Beka Ulung Hapsara dari Komisi Nasional Hak Asasi Manusia (Komnas HAM) menyebut tindakan ketiga pelaku diskriminatif dan merendahkan kelompok minoritas.
“Kalau dari aspek HAM, tindakan pelaku ini mencederai hak atas rasa aman, hak bebas dari diskriminasi, dan hak atas perlakuan setara,” kata Beka saat dihubungi.
“Kita sedang menghadapi wabah yang belum tahu akan sampai kapan. Saat-saat seperti ini justru penting untuk menjaga rasa kemanusiaan dan kesetaraan kepada sesama,” tambahnya.
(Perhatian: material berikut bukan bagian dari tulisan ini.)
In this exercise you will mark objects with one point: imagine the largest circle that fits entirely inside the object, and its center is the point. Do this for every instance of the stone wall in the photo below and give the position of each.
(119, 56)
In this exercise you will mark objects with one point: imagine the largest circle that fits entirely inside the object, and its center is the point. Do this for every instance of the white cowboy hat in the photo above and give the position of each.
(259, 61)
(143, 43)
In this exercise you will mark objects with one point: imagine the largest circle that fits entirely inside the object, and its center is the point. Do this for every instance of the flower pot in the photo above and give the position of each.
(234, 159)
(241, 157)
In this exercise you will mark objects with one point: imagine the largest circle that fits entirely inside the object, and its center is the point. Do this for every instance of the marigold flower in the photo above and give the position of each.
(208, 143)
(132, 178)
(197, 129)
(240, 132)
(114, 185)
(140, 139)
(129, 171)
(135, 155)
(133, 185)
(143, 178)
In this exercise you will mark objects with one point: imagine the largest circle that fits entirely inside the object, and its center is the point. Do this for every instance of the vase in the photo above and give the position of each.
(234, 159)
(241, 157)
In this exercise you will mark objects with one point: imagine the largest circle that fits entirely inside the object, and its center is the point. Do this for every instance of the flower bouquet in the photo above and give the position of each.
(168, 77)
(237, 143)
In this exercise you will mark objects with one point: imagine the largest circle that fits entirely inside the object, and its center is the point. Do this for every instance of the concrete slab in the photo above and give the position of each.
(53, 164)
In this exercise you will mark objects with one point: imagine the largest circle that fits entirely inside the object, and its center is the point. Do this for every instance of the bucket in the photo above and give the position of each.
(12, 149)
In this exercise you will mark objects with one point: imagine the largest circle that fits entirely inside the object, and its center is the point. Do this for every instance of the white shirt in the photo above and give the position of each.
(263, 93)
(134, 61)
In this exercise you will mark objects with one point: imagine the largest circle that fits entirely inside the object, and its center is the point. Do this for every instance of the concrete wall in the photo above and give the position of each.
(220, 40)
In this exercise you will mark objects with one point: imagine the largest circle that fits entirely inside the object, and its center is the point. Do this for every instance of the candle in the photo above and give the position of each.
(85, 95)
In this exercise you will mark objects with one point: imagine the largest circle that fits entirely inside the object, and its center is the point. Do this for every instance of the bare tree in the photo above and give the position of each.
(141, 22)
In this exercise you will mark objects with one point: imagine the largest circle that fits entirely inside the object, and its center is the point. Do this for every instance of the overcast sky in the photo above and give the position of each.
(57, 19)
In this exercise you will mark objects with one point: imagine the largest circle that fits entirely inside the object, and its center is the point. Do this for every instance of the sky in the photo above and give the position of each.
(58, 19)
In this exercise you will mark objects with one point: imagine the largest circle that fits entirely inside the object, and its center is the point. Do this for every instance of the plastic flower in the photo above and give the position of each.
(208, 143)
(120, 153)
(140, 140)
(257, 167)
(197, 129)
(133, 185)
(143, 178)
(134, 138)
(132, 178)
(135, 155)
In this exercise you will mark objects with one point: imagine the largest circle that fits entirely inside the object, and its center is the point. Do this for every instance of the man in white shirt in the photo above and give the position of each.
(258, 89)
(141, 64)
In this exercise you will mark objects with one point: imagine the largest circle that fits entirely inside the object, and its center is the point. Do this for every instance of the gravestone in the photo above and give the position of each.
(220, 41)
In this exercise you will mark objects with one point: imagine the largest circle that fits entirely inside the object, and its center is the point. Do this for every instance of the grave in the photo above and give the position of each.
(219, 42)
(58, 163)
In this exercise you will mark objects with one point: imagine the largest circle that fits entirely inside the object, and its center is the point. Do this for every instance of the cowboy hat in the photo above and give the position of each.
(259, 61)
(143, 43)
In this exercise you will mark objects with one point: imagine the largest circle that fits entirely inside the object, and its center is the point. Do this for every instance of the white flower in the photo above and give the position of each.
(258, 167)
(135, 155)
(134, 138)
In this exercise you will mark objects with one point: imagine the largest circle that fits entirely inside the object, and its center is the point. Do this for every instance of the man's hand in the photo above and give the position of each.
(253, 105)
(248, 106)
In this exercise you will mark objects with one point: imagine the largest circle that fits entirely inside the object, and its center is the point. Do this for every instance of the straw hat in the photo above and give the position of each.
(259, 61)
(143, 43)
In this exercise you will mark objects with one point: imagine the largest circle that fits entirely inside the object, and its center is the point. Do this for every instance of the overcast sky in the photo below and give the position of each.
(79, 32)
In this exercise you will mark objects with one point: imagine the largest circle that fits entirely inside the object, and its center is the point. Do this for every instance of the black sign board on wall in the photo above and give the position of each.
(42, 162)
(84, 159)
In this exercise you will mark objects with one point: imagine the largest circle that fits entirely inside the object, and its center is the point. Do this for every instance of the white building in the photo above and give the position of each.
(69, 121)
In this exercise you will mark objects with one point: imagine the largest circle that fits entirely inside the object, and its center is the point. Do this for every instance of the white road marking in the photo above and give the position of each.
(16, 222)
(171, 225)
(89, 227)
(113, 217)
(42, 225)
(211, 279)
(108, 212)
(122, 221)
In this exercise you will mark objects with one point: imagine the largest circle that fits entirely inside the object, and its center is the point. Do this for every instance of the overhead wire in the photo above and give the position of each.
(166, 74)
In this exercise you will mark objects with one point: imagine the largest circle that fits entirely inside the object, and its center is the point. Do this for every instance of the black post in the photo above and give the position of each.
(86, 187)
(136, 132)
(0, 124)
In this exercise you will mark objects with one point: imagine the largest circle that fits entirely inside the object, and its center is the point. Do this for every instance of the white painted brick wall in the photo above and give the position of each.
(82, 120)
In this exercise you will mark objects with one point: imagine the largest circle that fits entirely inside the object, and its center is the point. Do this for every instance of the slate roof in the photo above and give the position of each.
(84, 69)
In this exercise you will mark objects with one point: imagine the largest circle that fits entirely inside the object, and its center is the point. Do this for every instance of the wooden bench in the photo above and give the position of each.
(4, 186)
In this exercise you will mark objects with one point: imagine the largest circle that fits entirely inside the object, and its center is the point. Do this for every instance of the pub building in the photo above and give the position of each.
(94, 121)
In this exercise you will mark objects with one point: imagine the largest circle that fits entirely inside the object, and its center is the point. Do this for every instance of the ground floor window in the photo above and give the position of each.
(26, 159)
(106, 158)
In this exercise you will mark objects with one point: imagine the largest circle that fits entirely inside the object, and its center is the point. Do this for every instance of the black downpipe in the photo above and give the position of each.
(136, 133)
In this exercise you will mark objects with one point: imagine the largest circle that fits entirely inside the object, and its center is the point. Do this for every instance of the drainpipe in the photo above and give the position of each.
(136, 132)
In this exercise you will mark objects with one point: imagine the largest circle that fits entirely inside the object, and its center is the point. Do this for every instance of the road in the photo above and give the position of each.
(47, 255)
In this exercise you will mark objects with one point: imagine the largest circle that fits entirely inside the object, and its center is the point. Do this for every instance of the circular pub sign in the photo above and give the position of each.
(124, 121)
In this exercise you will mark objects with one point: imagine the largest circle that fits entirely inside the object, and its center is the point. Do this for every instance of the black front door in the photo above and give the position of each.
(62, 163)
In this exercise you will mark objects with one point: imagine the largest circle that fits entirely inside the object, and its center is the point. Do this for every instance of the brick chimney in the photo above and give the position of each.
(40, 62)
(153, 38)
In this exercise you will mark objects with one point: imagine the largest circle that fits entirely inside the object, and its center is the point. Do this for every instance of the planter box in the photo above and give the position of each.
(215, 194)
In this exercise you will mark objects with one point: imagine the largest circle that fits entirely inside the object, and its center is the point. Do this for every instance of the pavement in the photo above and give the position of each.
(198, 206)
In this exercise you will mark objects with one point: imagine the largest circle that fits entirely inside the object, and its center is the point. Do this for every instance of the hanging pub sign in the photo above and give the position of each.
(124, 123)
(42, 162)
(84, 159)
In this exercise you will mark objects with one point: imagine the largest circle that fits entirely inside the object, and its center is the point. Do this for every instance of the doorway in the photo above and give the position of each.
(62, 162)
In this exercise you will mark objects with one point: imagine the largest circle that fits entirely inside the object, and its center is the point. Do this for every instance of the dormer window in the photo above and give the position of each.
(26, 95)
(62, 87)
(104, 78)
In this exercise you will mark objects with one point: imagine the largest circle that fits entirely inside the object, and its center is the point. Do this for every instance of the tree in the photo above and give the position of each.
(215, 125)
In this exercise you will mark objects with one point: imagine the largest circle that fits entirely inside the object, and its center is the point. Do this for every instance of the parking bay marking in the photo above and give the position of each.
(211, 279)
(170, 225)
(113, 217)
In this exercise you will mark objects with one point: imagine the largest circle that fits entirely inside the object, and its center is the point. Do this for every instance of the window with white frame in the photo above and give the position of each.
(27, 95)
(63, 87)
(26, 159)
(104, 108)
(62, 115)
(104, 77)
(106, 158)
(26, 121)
Kendati perbuatan Ferdian tidak bisa dibenarkan, Beka berpendapat, kepolisian tidak perlu menjerat pelaku dengan hukuman pidana. Sebaliknya, aparat hukum mengedepankan prinsip restorative justice.
“Hukuman bagi pelaku harus bisa memberikan edukasi kepada publik tentang kemanusiaan,” tukasnya.
Tindakan penghinaan dan kekerasan terhadap kelompok transgender di tengah wabah corona juga pernah dialami Mira, transpuan di Cilincing, Jakarta Utara, yang dibakar hidup-hidup karena dituduh mencuri dompet dan ponsel milik seorang sopir truk.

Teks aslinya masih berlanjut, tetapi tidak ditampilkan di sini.